Honestly, I agree with this sentiment (which I'm rudely attributing to you). There are features of first-order logic I tend to (I'm inconsistent) dislike - most loudly, the restriction to partial as opposed to total functions. So let me outline how you can restructure first-order logic to allow partial functions.
There are four features we need to pay attention to:
What is a language?
What is a structure?
How do truth evaluations work?
How do proofs work?
I'm going to talk about the first three, and punt on the fourth.
Languages: Exactly the same.
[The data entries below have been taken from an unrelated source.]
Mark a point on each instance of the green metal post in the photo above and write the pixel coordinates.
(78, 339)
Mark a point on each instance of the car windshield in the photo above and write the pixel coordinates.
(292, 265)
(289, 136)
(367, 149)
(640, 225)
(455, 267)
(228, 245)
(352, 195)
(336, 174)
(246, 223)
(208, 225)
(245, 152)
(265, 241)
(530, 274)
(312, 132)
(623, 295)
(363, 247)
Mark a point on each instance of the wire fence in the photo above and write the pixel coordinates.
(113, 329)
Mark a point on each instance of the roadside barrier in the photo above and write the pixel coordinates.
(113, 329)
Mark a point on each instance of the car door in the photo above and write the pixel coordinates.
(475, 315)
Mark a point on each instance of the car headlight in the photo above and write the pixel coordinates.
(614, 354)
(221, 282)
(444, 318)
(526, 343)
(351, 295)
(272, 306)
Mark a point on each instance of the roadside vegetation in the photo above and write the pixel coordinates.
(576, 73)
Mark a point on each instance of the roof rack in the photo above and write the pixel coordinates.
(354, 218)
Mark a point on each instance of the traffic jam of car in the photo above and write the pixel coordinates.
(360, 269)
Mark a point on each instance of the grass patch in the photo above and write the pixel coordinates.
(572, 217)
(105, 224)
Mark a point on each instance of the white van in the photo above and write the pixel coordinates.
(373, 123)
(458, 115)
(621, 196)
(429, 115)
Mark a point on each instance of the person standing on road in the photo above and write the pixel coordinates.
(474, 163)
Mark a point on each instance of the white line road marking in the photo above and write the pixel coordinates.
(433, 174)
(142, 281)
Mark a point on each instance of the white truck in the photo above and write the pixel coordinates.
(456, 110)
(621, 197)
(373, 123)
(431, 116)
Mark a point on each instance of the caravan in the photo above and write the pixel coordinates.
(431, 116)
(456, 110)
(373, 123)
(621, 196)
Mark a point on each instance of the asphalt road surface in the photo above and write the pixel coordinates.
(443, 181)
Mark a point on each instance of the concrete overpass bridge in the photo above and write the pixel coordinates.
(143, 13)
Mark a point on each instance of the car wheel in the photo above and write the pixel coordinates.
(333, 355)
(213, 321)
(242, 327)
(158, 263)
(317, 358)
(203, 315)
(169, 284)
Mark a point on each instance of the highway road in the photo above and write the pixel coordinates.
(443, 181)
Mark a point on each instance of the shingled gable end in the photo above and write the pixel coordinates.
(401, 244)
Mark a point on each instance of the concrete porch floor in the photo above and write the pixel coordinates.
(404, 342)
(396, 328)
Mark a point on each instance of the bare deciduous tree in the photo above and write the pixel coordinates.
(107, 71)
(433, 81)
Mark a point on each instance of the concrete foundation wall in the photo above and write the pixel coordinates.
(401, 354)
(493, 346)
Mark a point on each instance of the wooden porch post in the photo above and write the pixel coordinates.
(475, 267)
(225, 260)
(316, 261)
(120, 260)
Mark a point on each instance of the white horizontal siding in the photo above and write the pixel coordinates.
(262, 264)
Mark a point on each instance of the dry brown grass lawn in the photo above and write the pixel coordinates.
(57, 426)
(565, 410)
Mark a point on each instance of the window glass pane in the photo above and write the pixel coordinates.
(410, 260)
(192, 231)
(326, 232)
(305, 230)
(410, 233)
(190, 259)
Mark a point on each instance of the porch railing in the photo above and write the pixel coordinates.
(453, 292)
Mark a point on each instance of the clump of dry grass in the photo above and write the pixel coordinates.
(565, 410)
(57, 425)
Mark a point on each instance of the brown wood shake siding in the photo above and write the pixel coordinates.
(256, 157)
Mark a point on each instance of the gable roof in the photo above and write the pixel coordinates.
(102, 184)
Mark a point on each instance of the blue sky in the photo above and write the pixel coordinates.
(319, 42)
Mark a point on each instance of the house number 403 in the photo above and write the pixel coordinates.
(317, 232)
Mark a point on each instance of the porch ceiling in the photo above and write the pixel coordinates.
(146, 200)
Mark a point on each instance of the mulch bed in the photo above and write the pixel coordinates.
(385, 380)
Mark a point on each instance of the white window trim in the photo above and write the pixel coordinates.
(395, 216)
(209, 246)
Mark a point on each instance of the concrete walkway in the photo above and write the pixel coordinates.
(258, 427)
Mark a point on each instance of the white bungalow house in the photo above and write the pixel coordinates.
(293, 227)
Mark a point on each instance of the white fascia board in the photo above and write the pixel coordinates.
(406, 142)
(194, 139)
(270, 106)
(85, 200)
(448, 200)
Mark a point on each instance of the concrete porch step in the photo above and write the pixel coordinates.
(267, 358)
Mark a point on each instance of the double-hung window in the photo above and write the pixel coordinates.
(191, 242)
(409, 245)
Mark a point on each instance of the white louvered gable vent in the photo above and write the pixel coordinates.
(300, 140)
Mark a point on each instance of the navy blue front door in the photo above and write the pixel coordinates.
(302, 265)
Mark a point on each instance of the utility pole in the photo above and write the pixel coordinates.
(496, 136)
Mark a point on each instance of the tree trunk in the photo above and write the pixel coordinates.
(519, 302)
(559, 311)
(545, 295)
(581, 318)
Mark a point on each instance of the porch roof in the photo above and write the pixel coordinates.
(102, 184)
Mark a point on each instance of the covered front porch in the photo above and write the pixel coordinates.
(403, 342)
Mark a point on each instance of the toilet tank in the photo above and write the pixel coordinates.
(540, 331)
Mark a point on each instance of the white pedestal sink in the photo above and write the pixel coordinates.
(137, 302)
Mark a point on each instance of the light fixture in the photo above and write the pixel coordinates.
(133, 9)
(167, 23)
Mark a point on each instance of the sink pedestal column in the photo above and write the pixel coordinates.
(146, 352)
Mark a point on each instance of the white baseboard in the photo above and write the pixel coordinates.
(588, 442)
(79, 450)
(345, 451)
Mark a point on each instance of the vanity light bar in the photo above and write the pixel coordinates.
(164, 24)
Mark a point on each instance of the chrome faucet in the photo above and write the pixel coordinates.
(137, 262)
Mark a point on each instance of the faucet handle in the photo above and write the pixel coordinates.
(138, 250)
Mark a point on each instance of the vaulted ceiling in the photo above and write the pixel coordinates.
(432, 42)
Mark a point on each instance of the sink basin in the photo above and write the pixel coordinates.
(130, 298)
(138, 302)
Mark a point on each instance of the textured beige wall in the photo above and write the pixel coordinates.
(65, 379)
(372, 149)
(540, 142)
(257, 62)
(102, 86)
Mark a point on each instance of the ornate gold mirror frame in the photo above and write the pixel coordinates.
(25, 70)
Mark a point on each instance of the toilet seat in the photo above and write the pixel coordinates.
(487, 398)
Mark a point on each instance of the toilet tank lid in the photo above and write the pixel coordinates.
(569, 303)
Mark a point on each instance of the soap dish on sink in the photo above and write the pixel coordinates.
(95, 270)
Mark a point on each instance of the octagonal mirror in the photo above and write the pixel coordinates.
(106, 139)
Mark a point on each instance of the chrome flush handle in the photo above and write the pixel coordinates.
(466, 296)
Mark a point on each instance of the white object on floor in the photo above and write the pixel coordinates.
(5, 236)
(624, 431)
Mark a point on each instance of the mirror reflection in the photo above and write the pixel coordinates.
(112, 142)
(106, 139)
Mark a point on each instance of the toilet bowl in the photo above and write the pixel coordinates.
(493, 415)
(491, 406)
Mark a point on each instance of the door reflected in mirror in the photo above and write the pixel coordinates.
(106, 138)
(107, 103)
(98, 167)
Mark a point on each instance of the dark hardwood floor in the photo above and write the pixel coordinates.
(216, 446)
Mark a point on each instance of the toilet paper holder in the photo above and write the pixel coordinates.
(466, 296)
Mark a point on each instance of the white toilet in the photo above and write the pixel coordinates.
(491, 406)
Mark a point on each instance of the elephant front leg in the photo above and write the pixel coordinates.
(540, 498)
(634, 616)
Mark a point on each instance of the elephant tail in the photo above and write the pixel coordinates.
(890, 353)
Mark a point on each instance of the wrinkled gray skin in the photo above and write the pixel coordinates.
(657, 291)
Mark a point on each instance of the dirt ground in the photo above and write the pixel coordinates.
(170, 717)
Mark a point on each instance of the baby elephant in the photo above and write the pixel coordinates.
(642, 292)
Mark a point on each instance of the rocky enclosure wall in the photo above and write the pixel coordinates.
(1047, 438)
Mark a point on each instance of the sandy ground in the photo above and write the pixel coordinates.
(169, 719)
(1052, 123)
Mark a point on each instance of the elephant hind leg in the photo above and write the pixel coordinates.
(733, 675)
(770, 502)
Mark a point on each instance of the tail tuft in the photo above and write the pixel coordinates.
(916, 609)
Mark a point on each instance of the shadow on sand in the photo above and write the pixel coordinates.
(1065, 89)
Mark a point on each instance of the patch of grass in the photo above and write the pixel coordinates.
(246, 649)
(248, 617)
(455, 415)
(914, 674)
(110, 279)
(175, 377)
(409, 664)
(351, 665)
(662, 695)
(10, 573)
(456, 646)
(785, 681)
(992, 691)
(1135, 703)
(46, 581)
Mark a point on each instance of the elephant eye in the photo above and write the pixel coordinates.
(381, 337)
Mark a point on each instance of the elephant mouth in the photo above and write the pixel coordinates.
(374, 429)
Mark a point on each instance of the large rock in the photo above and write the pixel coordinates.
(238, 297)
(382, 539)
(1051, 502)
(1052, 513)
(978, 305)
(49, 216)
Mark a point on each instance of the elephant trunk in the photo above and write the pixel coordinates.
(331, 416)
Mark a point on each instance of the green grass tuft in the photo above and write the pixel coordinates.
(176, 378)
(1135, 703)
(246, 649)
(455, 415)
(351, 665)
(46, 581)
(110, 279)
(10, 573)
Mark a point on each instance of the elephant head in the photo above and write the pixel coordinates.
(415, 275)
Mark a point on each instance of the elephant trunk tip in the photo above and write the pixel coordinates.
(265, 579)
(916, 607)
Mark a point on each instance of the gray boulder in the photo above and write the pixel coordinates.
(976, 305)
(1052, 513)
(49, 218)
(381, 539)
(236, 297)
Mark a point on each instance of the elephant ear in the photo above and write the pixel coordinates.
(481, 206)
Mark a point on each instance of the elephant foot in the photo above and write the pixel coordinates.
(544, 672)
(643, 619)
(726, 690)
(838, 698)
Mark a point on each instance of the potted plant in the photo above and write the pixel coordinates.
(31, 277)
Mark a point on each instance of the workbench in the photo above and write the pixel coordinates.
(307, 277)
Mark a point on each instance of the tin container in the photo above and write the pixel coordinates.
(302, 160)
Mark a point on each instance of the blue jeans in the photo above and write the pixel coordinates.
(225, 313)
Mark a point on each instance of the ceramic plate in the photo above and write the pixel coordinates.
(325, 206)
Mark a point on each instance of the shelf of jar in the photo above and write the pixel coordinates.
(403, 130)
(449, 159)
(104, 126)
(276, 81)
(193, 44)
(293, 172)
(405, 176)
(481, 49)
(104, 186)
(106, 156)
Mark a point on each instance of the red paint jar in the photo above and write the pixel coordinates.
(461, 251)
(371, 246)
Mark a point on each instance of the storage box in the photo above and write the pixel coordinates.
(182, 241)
I have function symbols, relation symbols, and constant symbols, just as before. Syntactically, there is no difference.
Structures: Here's our first taste of freedom. A structure will now be allowed to use partial functions: e.g. if $f$ is a unary function symbol, then an $\{f\}$-structure $\mathcal{A}$ is a nonempty set $A$ together with a partial function $f^\mathcal{A}:\subseteq A\rightarrow A$.
Truth evaluations and satisfaction: Now we need to give a Tarski-style inductive definition of truth. The issue is that terms no longer need to refer to things. The most natural (in my opinion) fix is the "call-by-value" approach: as soon as you try to do something undefined, BOOM. Specifically, we'll leave all other clauses of the usual truth definition unchanged, but modify the atomic clause to say that any atomic formula involving a term which is not defined is automatically false - and a term with an undefined constituent is undefined. For example, if $f$ is always undefined and $g$ sends everything to $0$, then the sentence $g(f(a))=g(f(a))$ is false: it doesn't matter that both sides are literally the same expression, or that $g$ "doesn't need to look at" its input in order to decide what to output, the mere presence of the poisonous expression "$f(a)$" (either one) kills the whole setup immediately.
Proof system: There is as before an appropriate (= sound, complete, and recursively enumerable) proof system corresponding to the modified semantics above. Finding such a system is left as an exercise. (It is actually a good exercise, and basically involves closely reading the proofs of the soundness and completeness theorems and modifying them appropriately.)
At this point, once the above have been checked carefully, we have a basically satisfying approach; that it is satisfying for this particular context comes from further checking that adding a function symbol $f$ and the axiom "$\forall x_1,...,x_n,y[y=f(x_1,...,x_n)\iff \varphi(x_1,...,x_n,y)]$" always yields a conservative extension, regardless of what formula $\varphi$ (in the original language) you use.